GÜVENLİ: “TÜM EĞİTİM SİSTEMİ ALT-ÜST OLDU”
MÜSİAD Şube Başkanı Güvenli, 28 Şubat ürünü olan 8 yıllık kesintisiz eğitim uygulamasının hangi amaç doğrultusunda devreye sokulduğunun altını da çizdi. Güvenli, “Türkiye’de önce 8 yıllık kesintisiz eğitim uygulaması, ardından katsayı eşitsizliğiyle İmam Hatip’lerin önü kesilmek istendi. Hafızlık eğitimi neredeyse imkansız hale getirildi, haliyle hafız yetiştiren Kur’an kurslarının sayısı da azaldı. İmam Hatip okullarıyla ilgili paranoya nöbetlerine tutulan 28 Şubat zihniyeti, 8 yıllık kesintisiz eğitim uygulamasıyla aslında bütün eğitim sistemini alt-üst etti. Mesleki ve teknik eğitim süreci dumura uğratıldı, yüz binlerce öğrenci sırf bu sistemin kurbanı oldu. Dünyada bir benzeri daha bulunmayan bu sistemin yerini kesintili ve esnek zorunlu eğitim sisteminin alacak olması, işte bu yüzden büyük bir önem taşımaktadır” şeklinde konuştu.
ŞUBE BAŞKANI GÜVENLİ, ELEŞTİRİLERİ DE DEĞERLENDİRDİ
Söz konusu yasa taslağıyla ilgili olarak bazı STK’lar ve bir kısım çevreler tarafından yapılan eleştirilere de değinen MÜSİAD Erzurum Şube Başkanı Güvenli, “TBMM’de görüşülmesine devam edilen taslağı eleştirenlerin, eğitim sistemimizin demokratikleşmesi, çoğulcu bir yapıya kavuşması ve sivilleşmesi adına hiçbir öneride bulunmuyor olmaları hayli ilginçtir.
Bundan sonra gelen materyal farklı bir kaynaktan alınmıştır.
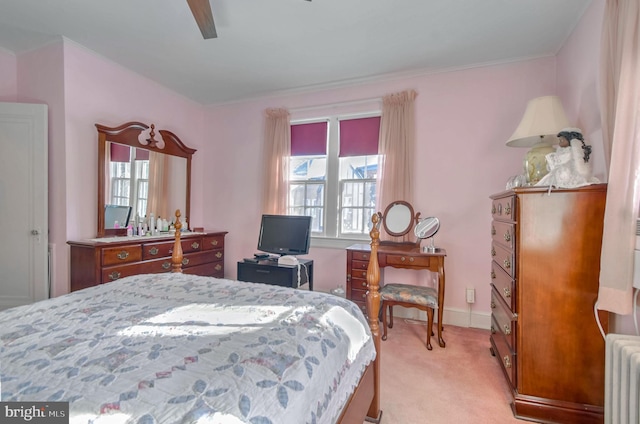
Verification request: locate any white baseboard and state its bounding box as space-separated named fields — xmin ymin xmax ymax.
xmin=393 ymin=306 xmax=491 ymax=330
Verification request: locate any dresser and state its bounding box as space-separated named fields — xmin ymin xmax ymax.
xmin=346 ymin=244 xmax=447 ymax=347
xmin=490 ymin=184 xmax=608 ymax=423
xmin=68 ymin=231 xmax=227 ymax=291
Merak ediyoruz; planlanan yeni sistemin özellikle kız çocuklarının okutulmasının önünde büyük bir engel teşkil edeceği görüşünü savunan bir kısım çevreler, başörtüleri yüzünden okuma hakları ellerinden alınan kızlarımızı neden hiç gündem konusu yapmadılar? İşte bu çelişki, esasen 28 Şubat zihniyetinin gerçek yüzünü ortaya koyuyor” ifadelerini kullandı.
“MEVCUT SİSTEMİN YETERSİZLİĞİ TEŞHİS EDİLEN ORTAK BİR EKSİKLİKTİR”
MÜSİAD Erzurum Şube Başkanı Güvenli, sözlerini şöyle sürdürdü: “Mevcut sistemin, çocukların yeteneklerini erken yaşta tespit etmek ve doğru yönlendirme yapmak konusunda da yetersizliği hem hizmet alanlar hem de hizmet verenler tarafından teşhis edilen ortak bir eksikliktir. Dolayısıyla büyümekte olan bir ekonominin en büyük ihtiyacının çağın gerekliliğini yakalamış nitelikli insan gücü olduğu gerçeği ile hareketle, ülkemizin sanayisi, kaliteli bir meslek eğitim sistemini acil olarak beklemektedirler. Aynı zamanda, eğitim sistemimizi öğrencilerimizin zekâlarını kullanabileceği ve kabiliyetlerini, becerilerini geliştirebileceği bir şekle dönüştürmek hepimizin ortak arzusu olmalıdır. Bu bağlamda, meslek liselerimizi de Türkiye'nin kalkınmasındaki taşıdığı öneme göre yeniden şekillendirmeliyiz. Bu bağlamda, dünya ülkelerinin pedagojik verilere dayanarak oluşturdukları yaş aralıkları üzerinden bir eğitim modeline yöneldikleri bir dönemde, ülkemizde de 12 yıla çıkması önerilen kesintili ve esnek zorunlu eğitim yaklaşımının kaliteyi artıcı olacağına inanmaktayız”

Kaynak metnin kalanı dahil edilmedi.